InvalidTextRepresentation: invalid input syntax for integer: ""
- This typically means a blank string is being coaxed as an integer somewhere.
- The solution is basically to find these and make sure they’re nulls on the db.
- And can also partition with an
id
column too for example, to do a little at a time to experiment.
update mytable
set blahcol = null
where blahcol = ''
and ( id between 1 and 100000)
A warning about CTEs#
- Per this article , postgresql will run full CTE and store it, which is why I feel the only practical way of using CTEs in large expressions is along with partitioning .
- In other words, although most postgresql queries will be able to run only the first
200
rows like a “generator” and return that to you really quickly, when you have a CTE in there, it has to run the whole thing first.
Triggers#
SELECT trigger_schema,event_object_table,trigger_schema,trigger_name,event_manipulation,action_statement,action_timing
FROM information_schema.triggers
ORDER BY event_object_table,event_manipulation
Using window function to dedupe some data#
user_id | laptop | purchase_date |
---|
1 | sony | 1 |
1 | nokia | 2 |
1 | bell | 3 |
2 | 3m | 2 |
2 | nokia | 8 |
- If we want to dedupe by this simplified integer
purchase_date
with laptops(user_id, laptop, purchase_date) as (
values (1, 'sony', 1),
(1, 'nokia', 2),
(1, 'bell', 3),
(2, '3m', 2),
(2, 'nokia', 8)
)
select l.*, row_number() over w as rnum
from laptops as l
window w as (partition by l.user_id order by purchase_date asc )
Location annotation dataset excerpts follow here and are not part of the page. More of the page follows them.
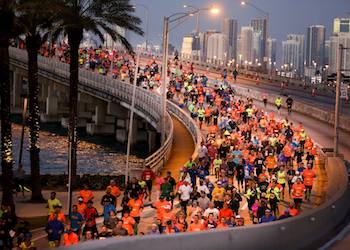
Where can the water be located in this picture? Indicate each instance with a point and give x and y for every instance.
(96, 154)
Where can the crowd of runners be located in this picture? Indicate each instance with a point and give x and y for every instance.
(252, 167)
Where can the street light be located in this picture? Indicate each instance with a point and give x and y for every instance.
(147, 21)
(267, 17)
(177, 17)
(197, 21)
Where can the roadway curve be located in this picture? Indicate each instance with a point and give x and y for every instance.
(320, 131)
user_id | laptop | purchase_date | rnum |
---|
1 | sony | 1 | 1 |
1 | nokia | 2 | 2 |
1 | bell | 3 | 3 |
2 | 3m | 2 | 1 |
2 | nokia | 8 | 2 |
And then keep only the rnum = 1
…
with laptops(user_id, laptop, purchase_date) as (
values (1, 'sony', 1),
(1, 'nokia', 2),
(1, 'bell', 3),
(2, '3m', 2),
(2, 'nokia', 8)
),
select aa.* from
(
select l.*, row_number() over w as rnum
from laptops as l
window w as (partition by l.user_id order by purchase_date asc )
) as aa
where aa.rnum = 1
user_id | laptop | purchase_date | rnum |
---|
1 | sony | 1 | 1 |
2 | 3m | 2 | 1 |
length of an array is cardinality#
select cardinality(ARRAY[[1,2],[3,4]])
4
logistic#
CREATE or replace FUNCTION myschema.logistic(val float) RETURNS float AS $$
BEGIN
RETURN (1/(1 + ( exp(1)^(-(val))))) ;
END; $$
LANGUAGE PLPGSQL;
left join two tables with an extra condition and keep the null join rows#
- This was bothering me for a bit but I think I have found the solution multiple times now.
- Writing this out for later
- In this example, there are authors and authors can have one or multiple articles. Self Join articles , to get multiple articles, but only where the left id is less than the right id.
- This is a contrived example, but my use case typically is not a self join but a join with different tables, but the idea still holds.
with articles(author, article_id, article_title) as (values
('joe', 1, 'birds'),
('joe', 2, 'more birds'),
('sally', 3, 'eagles'),
('sally', 4, 'seagulls'),
('jan', 5, 'the philosophical of flying'))
select a.author, a.article_id as left_id, a.article_title as left_title, b.article_id as right_id, b.article_title as right_title
from articles as a left join articles as b on (a.author = b.author and a.article_id < b.article_id)
author | left_id | left_title | right_id | right_title |
---|
joe | 1 | birds | 2 | more birds |
joe | 2 | more birds | [NULL] | [NULL] |
sally | 3 | eagles | 4 | seagulls |
sally | 4 | seagulls | [NULL] | [NULL] |
jan | 5 | the philosophical of flying | [NULL] | [NULL] |
using cte for variables#
from this stacko , really handy since yea I don’t recall postgresql having declare statements like microsoft sql?
WITH myconstants (var1, var2) as (
values (5, 'foo')
)
SELECT *
FROM somewhere, myconstants
WHERE something = var1
OR something_else = var2;